Manzanar has a volunteer archeological dig that operates in May, so I want to look into that and see if I might be able to take part in it. I am still researching more information about the camp and will report it after my visit.

Well, I managed to spend the majority of today on the computer and only took Zack out once, other than his short trips to use his outdoor potty, so I will take him out to run around a little more before feeding him his dinner, and send this now.

Wednesday, May 13, 2009 -

After another nights rest, I awoke to a sunny clear day that promises to be as hot or hotter than yesterday. I usually try to park with the front of the motor home facing east or southeast so the living and kitchen area don’t get too hot as the afternoon sun sinks into the west. The problem with that is that the bedroom gets hot and going to sleep at night can be difficult. If it is really hot in the afternoon, I’ll run the rear air conditioner before going to bed, so the room is cool at bedtime.

I did research on the ghost towns near by and had my coffee and a little breakfast, leaving the area by 11 AM. The first ghost town we came to is Atolia, which is right on Hwy 395. Atolia was a Tungsten mine that started about 1905. The name came from two of the mines officers, Atkins and Degolia. At one time there were 2000 people living here. There was a dairy, a movie theatre, and the Bucket of Blood saloon. Head frames and mines pepper the landscape for as far as you can see.

I found a place off the road to park and Zack and I hiked the short distance to the heart of the area and explored all of the buildings and some of the shafts, which go straight down who knows how far. Even though the mineshafts are fenced off, I kept a tight rein on Zack, making sure he wouldn’t get into trouble.

Although there is one residence that has been maintained and lived in, about the only remains of houses were foundations with some rock walls. One wood frame house that is still standing, has the front porch right on the shoulder of Hwy 395, with the remaining buildings have to do with the mining and processing of the tungsten ore.

It was a hot day and Zack began panting hard, so we headed back to the motor home for the protection of shade and some cool water. After resting and cooling off, having drank our fill of water; we headed for Red Mountain, which was the next town on the highway.

Red Mountain was only over the next rise and isn’t a true ghost town as it boasts over 300 residents and is spread out over a large area.
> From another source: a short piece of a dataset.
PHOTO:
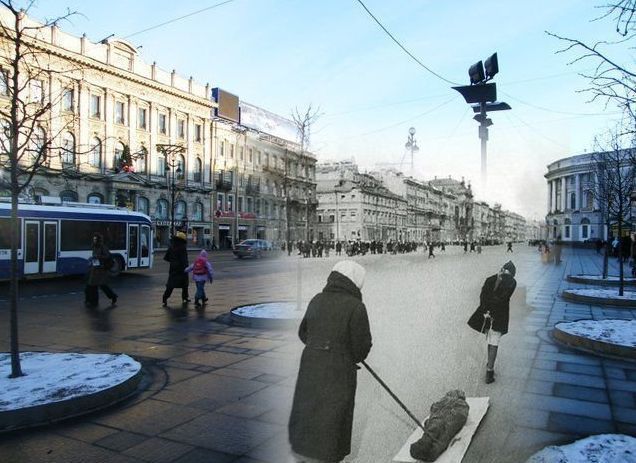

Three men, C.A. Burcham, F.M. Mooers and John Singleton, discovered the town, and it was called Rand Camp and later called Yellow Aster Mine, and finally Red Mountain. In 1896 the population was 1500, and the first official post office was established on April 16,1896. By 1899, the population jumped to 3,500 people and the Orpheum Theater was built. In 1900, a new grammar school was built and a 100 stamp mill, one of the largest ever built, was added to process the ore.

Because the town is still heavily populated, and spread out over two mountainsides, I didn’t even stop to explore, but instead moved on to the next ghost town of Johannesburg, which is almost a part of Red Mountain, but there is much less to see. Again, I didn’t bother to get off the highway to explore, but continued on to Randsburg.

Randsburg is advertised as “A Living Ghost Town,” and is located a short drive off Hwy 395. It has several of the original buildings, with many places of curiosity to explore. I drove through the main street and then a side street, making a complete loop through town. Because there wasn’t any place to park the motor home with the tow car, I snapped a few photos from the vehicle and then continued back to Hwy 395 and the next town.

Randsburg reminded of so many towns that died and then became a tourist attraction, so I wasn’t that interested in looking in the antique shop, Charlie’s Ore House, or stopping at the Hole In The Wall Mercantile. I reconnected with Hwy 395 and took the turn off to the next ghost town, Garlock, which is 8 miles off the highway.

Garlock consists of a small occupied ranch house behind a fence and hedge, and two buildings that are in such a state of disrepair that I passed right by thinking it was just an abandoned ranch. There were no signs or indications that it was Garlock. After traveling another 13 miles just to find a place to turn around, I headed back to Hwy 395 to continue my trip.